The first force has magnitude 60 N and makes an angle of -30° relative to the positive horizontal axis (i.e. to the immediate right), while the second force has magnitude 150 N and direction +30° from the horizontal.
In component form, we have
[tex]\vec F_1 = F_{1,x}\,\vec\imath + F_{1,y}\,\vec\jmath \\\\ \vec F_1 = (60\,\mathrm N)\cos(-30^\circ)\,\vec\imath + (60 \,\mathrm N)\sin(-30^\circ)\,\vec\jmath \\\\ \vec F_1 \approx (52.0\,\mathrm N)\,\vec\imath - (30\,\mathrm N)\,\vec\jmath[/tex]
[tex]\vec F_2 = F_{2,x}\,\vec\imath + F_{2,y}\,\vec\jmath \\\\ \vec F_2 = (150\,\mathrm N)\cos(30^\circ)\,\vec\imath + (150\,\mathrm N)\sin(30^\circ)\,\vec\jmath \\\\ \vec F_2 \approx (130\,\mathrm N)\,\vec\imath + (75\,\mathrm N)\,\vec\jmath[/tex]

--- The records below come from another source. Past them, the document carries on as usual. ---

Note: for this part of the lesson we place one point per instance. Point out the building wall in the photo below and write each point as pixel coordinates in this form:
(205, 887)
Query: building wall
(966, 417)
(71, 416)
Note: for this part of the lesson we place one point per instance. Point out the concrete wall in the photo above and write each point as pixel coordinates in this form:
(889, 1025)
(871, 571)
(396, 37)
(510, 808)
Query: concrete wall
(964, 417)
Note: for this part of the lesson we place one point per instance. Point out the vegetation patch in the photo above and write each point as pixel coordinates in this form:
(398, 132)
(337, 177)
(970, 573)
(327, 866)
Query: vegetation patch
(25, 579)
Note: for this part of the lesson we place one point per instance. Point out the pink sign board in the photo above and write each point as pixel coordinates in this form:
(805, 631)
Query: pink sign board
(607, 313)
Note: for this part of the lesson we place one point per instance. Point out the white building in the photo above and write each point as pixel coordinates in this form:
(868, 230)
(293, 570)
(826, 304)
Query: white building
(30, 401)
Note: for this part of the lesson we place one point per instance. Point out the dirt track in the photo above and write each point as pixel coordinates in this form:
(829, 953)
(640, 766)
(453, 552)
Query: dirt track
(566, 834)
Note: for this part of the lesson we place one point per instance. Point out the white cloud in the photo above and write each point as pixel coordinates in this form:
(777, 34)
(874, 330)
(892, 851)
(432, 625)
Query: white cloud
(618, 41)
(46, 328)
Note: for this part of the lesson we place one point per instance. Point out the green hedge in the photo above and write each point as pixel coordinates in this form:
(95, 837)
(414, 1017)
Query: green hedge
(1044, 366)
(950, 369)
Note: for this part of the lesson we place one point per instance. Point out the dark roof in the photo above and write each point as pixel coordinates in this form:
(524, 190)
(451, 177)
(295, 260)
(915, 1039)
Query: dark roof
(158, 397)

The resultant force is the vector
[tex]\vec F = \vec F_1 + \vec F_2 \\\\ \vec F \approx (182\,\mathrm N)\,\vec\imath + (45\,\mathrm N)\,\vec\jmath[/tex]
Its magnitude is
[tex]R = \|\vec F\| \\\\ R \approx \sqrt{(182\,\mathrm N)^2 + (45\,\mathrm N)^2} \\\\ R = 187.35\,\mathrm N \approx \boxed{190\,\mathrm N}[/tex]
Its direction [tex]\theta[/tex] is such that
[tex]\tan(\theta) \approx \dfrac{45\,\mathrm N}{182\,\mathrm N}[/tex]
Because the components of the resultant force are both positive, that means the angle [tex]\vec F[/tex] makes with the horizontal is between 0° and 90°. So
[tex]\theta \approx \tan^{-1}\left(\dfrac{45\,\mathrm N}{182\,\mathrm N}\right) \approx \boxed{14^\circ}[/tex]